For Pennsylvania residents Adele Jones and her husband, Stephen Jones, education is the primary issue during this election season.
Adele, a nurse, and Stephen, a university administrator, are focused on funding their son's college education. They say it will cost more than $20,000 to send their straight-A son Stephen to school.
"We're really concerned about, you know, the ability to pay for that bill," Adele Jones said.
According to the senior policy adviser for Sen. John McCain, who is due to accept the Republican nomination for president at the party's convention this week, the Arizona senator has a couple of plans that could help families like the Joneses.
As part of the "Good Morning America" series "Meet the Joneses," we are breaking down how each of the candidate's plans affect an average family. Click here to see Sen. Barack Obama's education plan for the Joneses.
"Let's make the college application process a little less frightening. For example, the financial aid forms, they don't have to be the hardest thing you ever filled out in your life," McCain adviser Doug Holtz-Eakin said. "They could be simplified."
"We have Pell grants. They should be sufficient for in-state tuition.
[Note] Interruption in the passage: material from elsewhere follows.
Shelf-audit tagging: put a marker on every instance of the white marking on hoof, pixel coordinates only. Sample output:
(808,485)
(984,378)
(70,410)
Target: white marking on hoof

And we should try to target the aid we have to those who deserve it the most," he added.
Holtz-Eakin said McCain's plans won't expand much on what's available currently, but instead are focused on improving what is already in place.
"We want to make sure the student loan programs work effectively," he said. "This summer for example a lot of lending got cut back because of the credit crunch. We have solutions to those problems."
Those answers don't include more money for college. Instead, McCain would allocate $250 million for virtual or online education.
"You have to be honest about the fact that we — we are in a tough fiscal situation and to promise people we're going to throw money at everything, it's to really be very misleading," Holtz-Eakin said. "It's about spending money wisely."
"John McCain's entire career has been devoted to the notion that when a dollar leaves your wallet and heads to Washington, you should get your money's worth for it," he said. "And so he's dedicated to having an efficient government that's responsive to the genuine needs of Americans. And it simply doesn't promise to spend all of their money."
The Republican's educational agenda also includes expanding the pool of qualified teachers in hopes of improving failing public schools.
The Joneses already took a drastic step in trying to ensure their children get the best education. Three years ago they moved, so that their kids could attend a better school.
"We're really interested in having our children go to college. And we didn't see that a lot of those children were able to make it into college," Stephen said of why he moved his children out of their previous school.
Holtz-Eakin said as president McCain would offer incentives to school administrators to help improve public schools.
"He's going to give local principals the authority to hire people, give them a bonus if they perform well, give them extra if they go to a really failing school in a troubled neighborhood, and let's let anyone who has done an alternative certification qualify to be one of those teachers," Holtz-Eakin said.
But one critic said McCain's ambitious plan is unrealistic.
"I'm not sure what he's talking about. Education is a state responsibility, not a federal responsibility. School choice policies would be policies that would be developed at the state or district level," said Jane Hannaway, an education expert with the nonpartisan Urban Institute, which researches social and economic policy issues.